Quick basic logic lesson…as I only know basic logic!

It is either the case “God exists” or it is not the case that “God exists”. This can of course easily be re-written as:

God exists or God does not exist

If you predicate with belief you either:

Bp V ~Bp (because of the Law of Excluded Middle(LEM))

Which means “Believes p” or “Do not believe p”

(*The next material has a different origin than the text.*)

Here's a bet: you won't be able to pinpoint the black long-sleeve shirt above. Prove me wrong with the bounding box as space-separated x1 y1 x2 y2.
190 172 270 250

If you believe p for a “normal reasoner” in doxastic logic:

∀x: Bp → BBp

That is read as:

𝘍𝘰𝘳 𝘢𝘭𝘭 𝘰𝘧 x if x 𝘣𝘦𝘭𝘪𝘦𝘷𝘦𝘴 𝘱 implies x 𝘣𝘦𝘭𝘪𝘦𝘷𝘦𝘴 that x 𝘣𝘦𝘭𝘪𝘦𝘷𝘦𝘴 p

One can extrapolate from that I believe for a “normal reasoner”:

∀x: ~Bp → B¬Bp

𝘍𝘰𝘳 𝘢𝘭𝘭 𝘰𝘧 𝘹 if x 𝘣𝘦𝘭𝘪𝘦𝘷𝘦𝘴 p implies x 𝘣𝘦𝘭𝘪𝘦𝘷𝘦𝘴 that x 𝘥𝘰𝘦𝘴 𝘯𝘰𝘵 𝘣𝘦𝘭𝘪𝘦𝘷𝘦 p

Therefore to be a “normal reasoner” one must believe that they believe p or believe that they do not believe p.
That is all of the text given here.